There was more than personal nostalgia drawing him back. Las Vegas Sun publisher Hank Greenspun convinced Hughes to give Las Vegas another try. After all, he already owned 22,000 acres on the city’s western edge. Known as Husite, the parcel had been the subject of speculation for more than a decade. More land was available for cheap, and property taxes were low. There were no personal or corporate income taxes, either. And, in Las Vegas—a company town if ever there was one—everyone, from porters to politicians, and especially the local news media, would respect the privacy of a man like Hughes.
So Greenspun worked the phones in Las Vegas, negotiating unsuccessfully with the Dunes before persuading Moe Dalitz to rent the top floor of the Desert Inn to Hughes.

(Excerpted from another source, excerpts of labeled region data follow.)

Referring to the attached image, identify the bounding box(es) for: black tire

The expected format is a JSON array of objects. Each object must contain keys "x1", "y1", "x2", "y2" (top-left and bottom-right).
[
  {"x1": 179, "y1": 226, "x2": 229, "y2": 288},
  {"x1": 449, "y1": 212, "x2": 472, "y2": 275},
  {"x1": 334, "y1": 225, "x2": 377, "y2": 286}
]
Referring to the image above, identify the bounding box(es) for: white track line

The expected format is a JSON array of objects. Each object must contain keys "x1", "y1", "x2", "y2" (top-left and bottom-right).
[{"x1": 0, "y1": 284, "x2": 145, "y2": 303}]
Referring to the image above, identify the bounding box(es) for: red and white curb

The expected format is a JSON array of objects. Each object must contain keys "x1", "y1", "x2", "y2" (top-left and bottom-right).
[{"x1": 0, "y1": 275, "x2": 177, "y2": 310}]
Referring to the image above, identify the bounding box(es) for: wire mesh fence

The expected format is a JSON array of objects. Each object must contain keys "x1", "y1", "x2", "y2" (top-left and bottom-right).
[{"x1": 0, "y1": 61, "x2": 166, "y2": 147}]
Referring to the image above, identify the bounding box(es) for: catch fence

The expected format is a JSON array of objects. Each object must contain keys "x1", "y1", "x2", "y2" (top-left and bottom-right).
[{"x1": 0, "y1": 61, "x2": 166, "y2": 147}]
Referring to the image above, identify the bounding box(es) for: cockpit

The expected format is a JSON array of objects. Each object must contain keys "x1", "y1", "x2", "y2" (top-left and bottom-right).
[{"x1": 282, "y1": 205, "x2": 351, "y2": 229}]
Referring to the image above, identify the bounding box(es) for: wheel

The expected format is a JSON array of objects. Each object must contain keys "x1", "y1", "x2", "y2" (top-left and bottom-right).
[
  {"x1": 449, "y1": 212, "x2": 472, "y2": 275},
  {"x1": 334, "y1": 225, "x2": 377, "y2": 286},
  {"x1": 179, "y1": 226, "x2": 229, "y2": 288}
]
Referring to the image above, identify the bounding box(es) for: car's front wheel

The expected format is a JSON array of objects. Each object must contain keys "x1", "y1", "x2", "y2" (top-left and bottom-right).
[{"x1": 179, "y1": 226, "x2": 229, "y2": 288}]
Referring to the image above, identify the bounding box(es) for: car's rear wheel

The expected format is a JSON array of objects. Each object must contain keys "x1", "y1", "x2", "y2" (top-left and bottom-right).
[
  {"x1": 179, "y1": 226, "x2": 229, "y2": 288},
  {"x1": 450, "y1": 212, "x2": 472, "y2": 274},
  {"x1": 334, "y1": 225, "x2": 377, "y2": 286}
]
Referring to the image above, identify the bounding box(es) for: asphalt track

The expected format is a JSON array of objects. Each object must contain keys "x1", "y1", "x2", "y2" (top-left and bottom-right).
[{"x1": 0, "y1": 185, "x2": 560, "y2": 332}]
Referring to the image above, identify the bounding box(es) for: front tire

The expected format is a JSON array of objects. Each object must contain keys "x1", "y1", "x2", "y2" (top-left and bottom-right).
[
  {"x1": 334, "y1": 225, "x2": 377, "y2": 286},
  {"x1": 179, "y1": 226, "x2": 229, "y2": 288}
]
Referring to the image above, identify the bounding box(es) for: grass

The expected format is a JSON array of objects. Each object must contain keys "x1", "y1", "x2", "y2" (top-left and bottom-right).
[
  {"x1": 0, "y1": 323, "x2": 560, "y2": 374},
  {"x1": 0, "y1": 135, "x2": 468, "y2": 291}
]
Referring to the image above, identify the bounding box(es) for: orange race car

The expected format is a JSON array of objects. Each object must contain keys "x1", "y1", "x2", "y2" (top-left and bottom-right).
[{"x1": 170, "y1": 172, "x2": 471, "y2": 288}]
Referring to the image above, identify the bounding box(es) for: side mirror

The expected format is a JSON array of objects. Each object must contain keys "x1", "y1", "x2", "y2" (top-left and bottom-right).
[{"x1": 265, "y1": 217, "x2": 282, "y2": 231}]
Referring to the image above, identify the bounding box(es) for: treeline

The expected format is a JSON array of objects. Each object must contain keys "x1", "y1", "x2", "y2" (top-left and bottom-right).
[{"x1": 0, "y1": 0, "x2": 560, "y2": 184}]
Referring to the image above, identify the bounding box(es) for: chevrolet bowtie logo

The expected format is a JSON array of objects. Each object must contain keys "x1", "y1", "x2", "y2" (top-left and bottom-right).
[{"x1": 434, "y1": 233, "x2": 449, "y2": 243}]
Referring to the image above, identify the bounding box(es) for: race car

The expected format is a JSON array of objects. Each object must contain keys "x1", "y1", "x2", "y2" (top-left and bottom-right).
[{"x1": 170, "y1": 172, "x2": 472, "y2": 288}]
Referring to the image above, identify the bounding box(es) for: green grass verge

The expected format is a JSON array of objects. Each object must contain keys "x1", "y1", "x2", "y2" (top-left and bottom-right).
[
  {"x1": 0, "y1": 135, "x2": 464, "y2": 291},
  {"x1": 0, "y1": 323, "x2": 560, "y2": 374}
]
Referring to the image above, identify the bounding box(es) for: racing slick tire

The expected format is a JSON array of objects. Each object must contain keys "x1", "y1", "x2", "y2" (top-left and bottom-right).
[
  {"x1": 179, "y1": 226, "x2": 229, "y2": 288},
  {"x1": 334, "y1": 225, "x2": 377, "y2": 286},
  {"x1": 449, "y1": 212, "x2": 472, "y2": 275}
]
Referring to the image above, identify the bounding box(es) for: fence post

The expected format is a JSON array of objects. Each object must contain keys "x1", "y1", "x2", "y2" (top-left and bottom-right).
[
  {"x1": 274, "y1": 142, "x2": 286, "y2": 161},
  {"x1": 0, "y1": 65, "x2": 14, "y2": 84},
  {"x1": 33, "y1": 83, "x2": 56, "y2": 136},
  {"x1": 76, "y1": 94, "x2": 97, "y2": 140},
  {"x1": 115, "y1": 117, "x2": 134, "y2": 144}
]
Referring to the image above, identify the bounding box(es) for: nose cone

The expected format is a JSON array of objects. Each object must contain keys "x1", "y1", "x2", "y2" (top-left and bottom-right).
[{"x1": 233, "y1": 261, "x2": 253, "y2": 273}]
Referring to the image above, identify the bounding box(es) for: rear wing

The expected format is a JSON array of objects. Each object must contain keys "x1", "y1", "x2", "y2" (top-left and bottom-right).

That was how Hughes found himself in a sealed sleeper car, steaming past the cities and through the prairies of America. The man who once set air-speed records now watched the landscape slowly peel away.
At the time, Howard Hughes may have been more powerful than the president. Having inherited a fortune as a teenager, Hughes had become a record-breaking aviation and aerospace pioneer, Hollywood mogul, airline entrepreneur and political force, with massive real estate holdings, numerous business investments and lucrative defense contracts. Forced by court order to sell his interest in Trans World Airlines that year, he was flush with more than a half billion dollars in cash.
And he was coming to Las Vegas.
Before dawn on November 27, a small fleet of automobiles, including a Ford station wagon, converged on the Union Pacific rail crossing at Carey Avenue. They were soon met by Hughes’ private train.
In a flutter of movement, file boxes, suitcases and unidentifiable equipment were moved from train to truck. Finally, two men carried a stretcher from the train bearing a lanky figure, his face shrouded. Up he went into the back of the station wagon.
The armada sped toward the Desert Inn. Once there, the truck and a few cars peeled off to the side of the building, while the station wagon and another car pulled into the porte cochère. Two members of the entourage jumped out and held an elevator, while two others lifted the stretcher from the rear, carried it through the sleepy casino and into the elevator, which sped upward. The party entered a suite on the top floor. Hughes made himself comfortable in a bedroom. He was home.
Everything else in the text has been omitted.